Some platforms recompute dimensional breakdowns from raw events, bypassing the user-level aggregation, windowing, or variance reduction configured for the primary analysis. The result is a subgroup number that does not measure the same thing as the topline metric. If the primary analysis uses a seven-day fixed observation window with variance reduction and zero-inclusive handling (counting non-engagers as zeros), but the dimensional breakdown uses cumulative events with no variance reduction and excludes non-engagers, the subgroup result and the topline result answer different questions. Comparing them is meaningless. For more on how observation windows and zero-handling affect what a metric measures, see our posts on percentile metrics and the upcoming posts on time-in metrics and zero-handling.

Ask whether variance reduction, observation window, aggregation choices, zero-handling, sequential testing, and multiple testing corrections all apply consistently in dimensional breakdowns, or whether any of those settings are dropped or recalculated when results are filtered to a subgroup.

Fourth: does the platform support both Bayesian and frequentist modes in exploratory analysis? If a platform offers both inference frameworks for the primary analysis, the dimensional analysis should match. A platform that runs Bayesian analysis at the topline but switches to frequentist for dimensional breakdowns, or vice versa, creates an inconsistency that makes results difficult to compare. More practically, if the platform offers Bayesian analysis without multiple testing correction in the primary view (a common pattern documented in our Bayesian post), that same gap carries into dimensional analysis and compounds the false positive problem. Ten dimensions explored with uncorrected Bayesian posteriors and a ship-if-any rule have the same roughly 40% false positive rate as ten uncorrected frequentist tests.
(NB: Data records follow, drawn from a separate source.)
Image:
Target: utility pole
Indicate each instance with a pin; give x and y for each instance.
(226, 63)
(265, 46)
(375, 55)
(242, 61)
Ask whether the inference framework configured for the primary analysis carries through to dimensional breakdowns, and whether any corrections applied at the topline also apply in subgroup views. If the platform uses different inference settings in dimensional views, ask what the differences are and why.

Fifth: are all metric types available in dimensional breakdowns? Platforms vary in which metric types they support in the primary analysis and which of those extend to dimensional views. Simple means and proportions are almost always available. Ratio metrics, percentile metrics, and funnel metrics may not be. If your experiment evaluates a P95 latency guardrail and a revenue-per-user ratio metric alongside a conversion rate, and the dimensional breakdown only supports the conversion rate, you cannot check whether the latency regression is concentrated in a specific country or whether the revenue effect is driven by a single device type. Yet exactly this kind of question is what dimensional analysis is supposed to answer.

Ask which metric types are available in dimensional breakdowns, and whether any types that appear in the primary analysis are excluded from dimensional views.

What the answers actually look like across vendors

Here is how the major platforms stand as of this writing. Vendor capabilities are based on public documentation. Confidence capabilities are based on the product itself.

"Yes" and "No" are based on explicit evidence in the vendor's public documentation. "Partial" means the capability exists but with documented limitations, explained in the cell. "Not documented" means we found no explicit evidence either way, not that the capability is confirmed absent.

Last updated: May 2026

Four patterns emerge from this landscape.

The first is the gap between dimensional analysis as a feature and dimensional analysis as a statistically valid procedure. Every platform offers some form of dimensional breakdown. Most present dimensional results with the same confidence indicators as the topline analysis. But the statistical treatment behind those indicators varies dramatically. GrowthBook and Statsig apply corrections in dimensional views, though through different mechanisms: GrowthBook defines a combined family across dimension values, metrics, and variations, while Statsig applies a separate Bonferroni correction using the number of dimension levels as the family size. Optimizely explicitly does not correct for dimensional analysis and warns users in its documentation that segments should be used for exploration, not decisions. Most other vendors do not document whether correction extends to dimensions at all. The result is that "slicing by dimension" on one platform produces statistically corrected results, on another produces uncorrected results with a warning, and on most produces uncorrected results with no warning.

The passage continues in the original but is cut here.